Out of all the cues I own, the shafts, from customs, 2 Pred shafts, 3 HXT, 1 Black Dot, Schon shafts, I don't believe that I have experienced any real amount of deflection/squirt,
that was that bad that it affected my game.

I have one cue, a McDermott Deacon. Now thats a bugger. Feels like I have a 2 x 4 in my right hand. The only reason that I kept it is because it is a well built pretty cue.

Some new cues take zero time to get used to. Others I believe require a period of time to get used to playing with it.

Maybe I am just lucky with the choice of cues that I have purchased, with the exception
of the McDermott. I could basically use them and fall into playing fairly comfortably.

One of these days I will give the Deacon another try out. Who knows, it may feel A Ok this time around.

I have one cue, well under $100 on EBay. Was a fixer upper for me to practice on. On it, a shaft that was given to me. European taper, darker wood, lots of sugar marks, probably uglier than sin to most players. Shoots wonderful. 57" and my favorite bar box cue.

I have a $25 Eliminator sneaky that I take to the bar with me on occasion. While I don't exactly care for the 13mm telephone pole shaft, it shoots ok for a night out. That particular one takes a bit of getting used to, but most likely just because of the diameter.

The other day, I shot a half decent game with a bar cue, which really surprised the heck outta me.

The cue maker from Evansville Ind, that used to be here.
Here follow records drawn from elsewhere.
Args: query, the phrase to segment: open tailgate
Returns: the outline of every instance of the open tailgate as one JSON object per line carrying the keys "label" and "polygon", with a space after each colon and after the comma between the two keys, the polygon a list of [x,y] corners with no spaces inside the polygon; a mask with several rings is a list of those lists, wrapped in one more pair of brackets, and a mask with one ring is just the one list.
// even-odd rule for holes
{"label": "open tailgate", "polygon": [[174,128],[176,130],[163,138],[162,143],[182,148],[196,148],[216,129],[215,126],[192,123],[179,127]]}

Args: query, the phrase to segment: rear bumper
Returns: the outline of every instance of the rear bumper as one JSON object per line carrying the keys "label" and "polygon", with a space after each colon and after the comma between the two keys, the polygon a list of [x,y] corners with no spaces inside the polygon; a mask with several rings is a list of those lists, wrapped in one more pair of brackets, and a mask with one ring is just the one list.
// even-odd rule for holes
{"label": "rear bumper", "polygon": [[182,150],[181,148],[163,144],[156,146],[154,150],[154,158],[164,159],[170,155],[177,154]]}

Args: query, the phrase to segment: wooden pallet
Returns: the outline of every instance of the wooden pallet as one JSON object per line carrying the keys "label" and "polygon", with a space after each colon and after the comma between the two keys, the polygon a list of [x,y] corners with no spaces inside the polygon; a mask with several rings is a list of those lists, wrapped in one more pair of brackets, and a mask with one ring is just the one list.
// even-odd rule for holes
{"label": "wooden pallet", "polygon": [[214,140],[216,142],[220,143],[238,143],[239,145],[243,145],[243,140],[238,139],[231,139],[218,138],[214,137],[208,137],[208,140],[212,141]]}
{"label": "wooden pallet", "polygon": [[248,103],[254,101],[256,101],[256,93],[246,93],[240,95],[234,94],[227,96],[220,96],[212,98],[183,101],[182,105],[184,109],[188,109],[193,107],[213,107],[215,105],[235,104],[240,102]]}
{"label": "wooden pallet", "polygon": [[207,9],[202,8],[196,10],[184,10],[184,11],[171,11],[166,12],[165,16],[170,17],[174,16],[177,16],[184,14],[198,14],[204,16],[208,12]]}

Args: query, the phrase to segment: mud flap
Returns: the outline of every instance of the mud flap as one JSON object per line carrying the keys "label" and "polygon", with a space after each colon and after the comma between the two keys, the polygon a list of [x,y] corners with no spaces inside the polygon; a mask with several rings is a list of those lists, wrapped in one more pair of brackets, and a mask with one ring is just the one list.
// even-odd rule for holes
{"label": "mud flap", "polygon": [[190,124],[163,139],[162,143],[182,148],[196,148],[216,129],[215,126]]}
I got one of his early sneakies with 2 ferrulless 30" shafts. They played real good.
One of the cues, or at least the shafts that I wish that I had kept. Anyway, as I hear it, someone else was very happy with the cue.
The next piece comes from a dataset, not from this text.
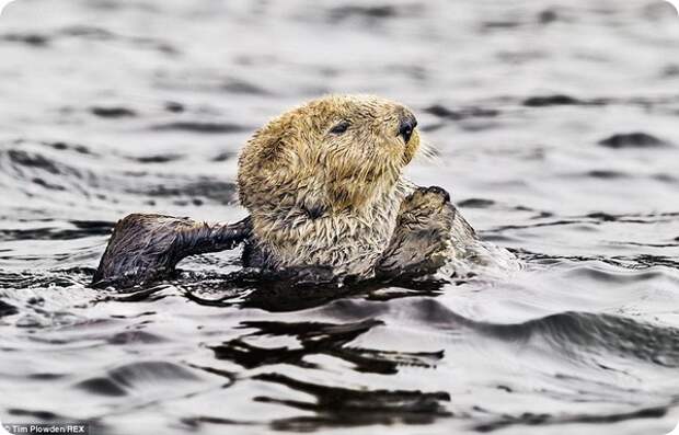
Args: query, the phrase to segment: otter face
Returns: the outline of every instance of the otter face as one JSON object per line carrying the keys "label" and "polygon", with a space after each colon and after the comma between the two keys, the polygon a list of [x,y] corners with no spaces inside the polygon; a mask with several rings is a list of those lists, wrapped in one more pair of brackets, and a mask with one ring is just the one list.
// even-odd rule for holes
{"label": "otter face", "polygon": [[313,218],[360,209],[395,188],[419,134],[405,106],[331,95],[297,107],[255,133],[239,161],[241,203],[257,211],[294,208]]}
So, Deflection, Never heard of it. J/K, I have obviously but don't feel that it has eve been a major problem for me.

maybe thats because I also have been known to miss my fair share of shots. But, I have never blamed it on squirt.

Freddy, of all the Native Canadians that I know, none of them use the bow and arrow any more. Most preferring to use a rifle to hunt these days.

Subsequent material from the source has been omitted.